In today’s first Design for Behavior and Experience class of the semester, the professor said after I spoke, “The other time to introduce yourself last semester, you had just arrived like less than a week to the US probably, I got to know you for the first time. So I can see the difference now. You’ve integrated well, and I like it.”

Whenever I see people start to be different as time and space shift, I marvel and remind myself to always offer tolerance, understanding, and encouragement.

The theme of this class is based on “hopepunk”. I felt a sense of inevitability about being here. It’s like the idealism/subjectivism philosophy statement: the environment you are in is actually an external reflection of your inner world.

Over the years, I have thought a lot about design topics and even hope to go back to school one day to study related concepts in depth. The “hopepunk” happens to be a mindset that I have begun to hold in the last year.

In the past year, I’ve had a major shift in perspective. After having a few conversations that took me out of my comfort zone, I have grown to believe in the human potential. Through communication, I can restore hope to someone who is lost or depressed, restore faith in different things to someone who is stubbornly holding a political viewpoint or bias, and restore understanding and a willingness to support and collaborate with someone who is “bossy”. This process is easier said than done, and involves crossing the thresholds of courage, neutrality, initiative, acceptance, reason and love, and overcoming the fear of failure at each stage until transformation is seen.

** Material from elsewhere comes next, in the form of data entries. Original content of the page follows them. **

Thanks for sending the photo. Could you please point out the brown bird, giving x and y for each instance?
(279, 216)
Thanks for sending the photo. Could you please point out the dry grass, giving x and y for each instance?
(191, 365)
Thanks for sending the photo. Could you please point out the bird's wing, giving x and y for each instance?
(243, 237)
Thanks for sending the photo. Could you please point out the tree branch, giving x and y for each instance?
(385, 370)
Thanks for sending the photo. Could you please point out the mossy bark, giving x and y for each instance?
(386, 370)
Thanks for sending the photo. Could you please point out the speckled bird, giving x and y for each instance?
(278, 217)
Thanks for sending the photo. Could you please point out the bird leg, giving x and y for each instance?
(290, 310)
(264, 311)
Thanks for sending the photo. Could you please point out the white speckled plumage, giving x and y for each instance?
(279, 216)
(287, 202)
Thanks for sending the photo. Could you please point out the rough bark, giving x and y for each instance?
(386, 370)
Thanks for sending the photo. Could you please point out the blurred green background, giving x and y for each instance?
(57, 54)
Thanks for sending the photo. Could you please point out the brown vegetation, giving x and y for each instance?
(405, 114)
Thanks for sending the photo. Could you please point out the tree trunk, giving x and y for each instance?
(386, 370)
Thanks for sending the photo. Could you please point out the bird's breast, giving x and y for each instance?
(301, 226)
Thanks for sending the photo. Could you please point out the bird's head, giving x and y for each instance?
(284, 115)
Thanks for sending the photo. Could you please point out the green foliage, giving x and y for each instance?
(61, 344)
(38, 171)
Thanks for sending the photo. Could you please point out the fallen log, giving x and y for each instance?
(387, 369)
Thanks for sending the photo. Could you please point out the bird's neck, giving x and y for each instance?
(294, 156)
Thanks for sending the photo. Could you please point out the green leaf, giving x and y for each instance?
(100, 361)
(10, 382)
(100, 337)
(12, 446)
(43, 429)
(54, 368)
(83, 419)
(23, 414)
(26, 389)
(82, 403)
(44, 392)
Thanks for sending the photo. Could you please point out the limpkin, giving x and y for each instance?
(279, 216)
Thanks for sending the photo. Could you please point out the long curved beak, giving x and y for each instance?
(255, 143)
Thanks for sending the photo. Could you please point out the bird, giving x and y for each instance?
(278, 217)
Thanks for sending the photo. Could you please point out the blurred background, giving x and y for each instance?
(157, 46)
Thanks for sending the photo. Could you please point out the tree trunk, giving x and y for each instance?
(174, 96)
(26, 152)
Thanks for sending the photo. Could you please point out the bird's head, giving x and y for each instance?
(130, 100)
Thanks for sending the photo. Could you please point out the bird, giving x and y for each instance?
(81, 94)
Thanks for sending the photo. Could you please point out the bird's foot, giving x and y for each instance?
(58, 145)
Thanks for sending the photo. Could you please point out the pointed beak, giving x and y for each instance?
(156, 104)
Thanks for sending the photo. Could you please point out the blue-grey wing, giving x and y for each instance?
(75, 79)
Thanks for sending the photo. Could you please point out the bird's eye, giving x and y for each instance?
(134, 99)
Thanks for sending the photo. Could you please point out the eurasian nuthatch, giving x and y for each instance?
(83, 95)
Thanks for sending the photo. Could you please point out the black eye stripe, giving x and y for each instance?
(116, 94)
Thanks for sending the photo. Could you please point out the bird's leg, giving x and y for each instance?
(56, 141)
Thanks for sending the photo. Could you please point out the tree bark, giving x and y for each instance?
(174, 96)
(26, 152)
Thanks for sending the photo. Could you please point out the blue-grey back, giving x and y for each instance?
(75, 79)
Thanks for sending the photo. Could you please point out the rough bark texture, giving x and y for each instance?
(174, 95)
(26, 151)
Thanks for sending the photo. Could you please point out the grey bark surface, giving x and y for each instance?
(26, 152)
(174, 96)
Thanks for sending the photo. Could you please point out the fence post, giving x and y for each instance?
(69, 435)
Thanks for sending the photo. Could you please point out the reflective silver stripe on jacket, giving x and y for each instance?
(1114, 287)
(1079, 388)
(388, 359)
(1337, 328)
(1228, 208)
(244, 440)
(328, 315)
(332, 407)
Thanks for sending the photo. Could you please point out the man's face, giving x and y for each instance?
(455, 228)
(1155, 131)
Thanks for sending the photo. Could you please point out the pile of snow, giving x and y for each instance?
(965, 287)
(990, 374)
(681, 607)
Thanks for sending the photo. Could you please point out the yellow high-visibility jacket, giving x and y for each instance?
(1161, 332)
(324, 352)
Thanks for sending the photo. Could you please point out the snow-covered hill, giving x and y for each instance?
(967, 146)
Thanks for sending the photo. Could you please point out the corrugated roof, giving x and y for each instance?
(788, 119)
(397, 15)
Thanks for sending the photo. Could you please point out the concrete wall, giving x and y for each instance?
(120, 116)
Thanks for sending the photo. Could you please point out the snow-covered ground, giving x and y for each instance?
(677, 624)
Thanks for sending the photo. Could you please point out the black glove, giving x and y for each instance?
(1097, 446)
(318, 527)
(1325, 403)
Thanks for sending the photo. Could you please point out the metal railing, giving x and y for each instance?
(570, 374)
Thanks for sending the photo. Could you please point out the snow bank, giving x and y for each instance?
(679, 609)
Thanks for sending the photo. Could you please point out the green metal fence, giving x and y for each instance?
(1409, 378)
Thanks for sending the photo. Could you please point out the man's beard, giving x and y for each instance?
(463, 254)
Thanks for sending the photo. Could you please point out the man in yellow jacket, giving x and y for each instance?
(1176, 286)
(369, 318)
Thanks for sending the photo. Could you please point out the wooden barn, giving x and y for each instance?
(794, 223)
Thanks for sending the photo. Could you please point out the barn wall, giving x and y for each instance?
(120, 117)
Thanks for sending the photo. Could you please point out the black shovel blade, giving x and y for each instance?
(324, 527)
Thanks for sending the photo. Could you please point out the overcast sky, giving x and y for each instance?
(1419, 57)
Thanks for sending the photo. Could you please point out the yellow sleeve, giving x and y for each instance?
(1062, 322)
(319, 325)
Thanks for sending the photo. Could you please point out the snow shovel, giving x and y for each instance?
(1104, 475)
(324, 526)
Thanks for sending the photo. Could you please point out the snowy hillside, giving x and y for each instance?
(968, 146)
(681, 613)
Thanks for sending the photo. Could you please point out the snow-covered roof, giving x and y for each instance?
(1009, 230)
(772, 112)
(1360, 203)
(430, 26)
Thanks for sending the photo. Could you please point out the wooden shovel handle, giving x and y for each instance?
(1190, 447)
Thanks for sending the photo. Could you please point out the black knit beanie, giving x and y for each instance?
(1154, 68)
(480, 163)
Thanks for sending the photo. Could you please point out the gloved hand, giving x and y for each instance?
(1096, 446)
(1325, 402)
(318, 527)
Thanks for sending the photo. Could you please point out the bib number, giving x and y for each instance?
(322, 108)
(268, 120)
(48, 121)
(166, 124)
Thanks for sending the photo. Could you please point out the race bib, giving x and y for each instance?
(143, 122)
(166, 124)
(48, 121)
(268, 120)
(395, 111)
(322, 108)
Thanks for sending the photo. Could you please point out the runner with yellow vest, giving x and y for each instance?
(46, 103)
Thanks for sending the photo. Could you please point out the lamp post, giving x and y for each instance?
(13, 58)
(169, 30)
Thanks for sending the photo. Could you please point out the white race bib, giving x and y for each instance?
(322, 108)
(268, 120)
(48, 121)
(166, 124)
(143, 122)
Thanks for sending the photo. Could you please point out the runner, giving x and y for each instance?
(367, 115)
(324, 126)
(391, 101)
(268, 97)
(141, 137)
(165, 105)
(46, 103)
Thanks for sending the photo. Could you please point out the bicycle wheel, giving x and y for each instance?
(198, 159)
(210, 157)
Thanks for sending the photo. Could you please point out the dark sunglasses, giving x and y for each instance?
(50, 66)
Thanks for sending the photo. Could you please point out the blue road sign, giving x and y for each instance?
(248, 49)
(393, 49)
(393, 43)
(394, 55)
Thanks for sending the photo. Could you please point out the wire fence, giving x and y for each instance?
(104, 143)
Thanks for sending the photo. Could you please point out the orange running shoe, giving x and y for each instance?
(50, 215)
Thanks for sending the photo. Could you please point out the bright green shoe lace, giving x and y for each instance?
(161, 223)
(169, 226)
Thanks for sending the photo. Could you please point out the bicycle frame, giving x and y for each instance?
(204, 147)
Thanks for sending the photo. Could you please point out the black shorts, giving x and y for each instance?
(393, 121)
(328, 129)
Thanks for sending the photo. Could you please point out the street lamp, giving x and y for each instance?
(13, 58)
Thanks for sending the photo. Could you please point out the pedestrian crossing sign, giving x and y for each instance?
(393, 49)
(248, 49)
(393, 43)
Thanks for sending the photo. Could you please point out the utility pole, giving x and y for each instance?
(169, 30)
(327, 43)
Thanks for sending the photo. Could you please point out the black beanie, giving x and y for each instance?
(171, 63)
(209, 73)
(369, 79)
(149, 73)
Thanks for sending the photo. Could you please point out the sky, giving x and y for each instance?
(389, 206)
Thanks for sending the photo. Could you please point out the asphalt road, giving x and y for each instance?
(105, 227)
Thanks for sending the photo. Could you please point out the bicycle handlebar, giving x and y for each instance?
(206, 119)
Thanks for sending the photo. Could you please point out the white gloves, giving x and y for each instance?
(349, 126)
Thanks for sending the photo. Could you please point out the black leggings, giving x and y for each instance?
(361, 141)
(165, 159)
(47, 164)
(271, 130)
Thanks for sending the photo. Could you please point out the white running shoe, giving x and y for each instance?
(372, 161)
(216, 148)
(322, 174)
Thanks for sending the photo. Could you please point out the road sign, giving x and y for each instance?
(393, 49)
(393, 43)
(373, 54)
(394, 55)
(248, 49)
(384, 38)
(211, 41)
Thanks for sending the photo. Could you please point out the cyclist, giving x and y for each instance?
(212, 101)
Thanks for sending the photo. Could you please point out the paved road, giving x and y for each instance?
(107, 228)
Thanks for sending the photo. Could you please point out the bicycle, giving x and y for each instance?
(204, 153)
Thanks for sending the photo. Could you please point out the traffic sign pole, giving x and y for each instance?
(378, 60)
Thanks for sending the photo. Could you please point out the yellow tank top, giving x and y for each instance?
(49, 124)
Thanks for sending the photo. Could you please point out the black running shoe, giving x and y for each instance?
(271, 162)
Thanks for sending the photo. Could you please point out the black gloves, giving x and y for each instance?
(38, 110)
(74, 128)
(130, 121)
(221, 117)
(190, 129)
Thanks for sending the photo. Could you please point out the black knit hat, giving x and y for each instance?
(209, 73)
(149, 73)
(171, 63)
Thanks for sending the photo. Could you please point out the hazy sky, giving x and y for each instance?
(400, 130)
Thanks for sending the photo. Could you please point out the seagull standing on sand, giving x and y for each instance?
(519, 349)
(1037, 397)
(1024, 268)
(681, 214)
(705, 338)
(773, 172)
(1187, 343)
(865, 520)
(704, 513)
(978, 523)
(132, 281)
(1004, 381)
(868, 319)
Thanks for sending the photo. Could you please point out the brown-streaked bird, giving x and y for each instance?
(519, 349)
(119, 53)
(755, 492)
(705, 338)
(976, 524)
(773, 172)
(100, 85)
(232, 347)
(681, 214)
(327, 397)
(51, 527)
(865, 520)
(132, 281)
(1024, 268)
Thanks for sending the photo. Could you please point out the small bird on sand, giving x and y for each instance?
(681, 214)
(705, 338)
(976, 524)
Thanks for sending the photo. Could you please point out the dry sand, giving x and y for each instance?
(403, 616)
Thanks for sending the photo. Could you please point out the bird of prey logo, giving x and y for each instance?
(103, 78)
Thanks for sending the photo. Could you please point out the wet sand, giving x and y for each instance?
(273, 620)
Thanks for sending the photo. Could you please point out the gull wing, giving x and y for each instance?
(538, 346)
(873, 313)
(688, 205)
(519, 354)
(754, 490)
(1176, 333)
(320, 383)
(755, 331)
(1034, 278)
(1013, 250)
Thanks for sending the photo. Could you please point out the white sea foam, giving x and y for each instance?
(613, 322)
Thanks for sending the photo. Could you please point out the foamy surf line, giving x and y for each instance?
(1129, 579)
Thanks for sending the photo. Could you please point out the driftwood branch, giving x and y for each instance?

Such interpersonal experiences have convinced me that people have the potential to achieve anything, solve any problem, and bring value to anyone. Sometimes people aren’t always what they seem, and if we have an open heart, a willingness to connect and communicate with others and to live with all the seeming negativity instead of rejecting and running away from it, even the coldest hearts will melt.

I enjoy the process of bringing hope and strength to people. Not just designers, everyone can relate the “hopepunk” to what they do, and influence people’s perception and behavior.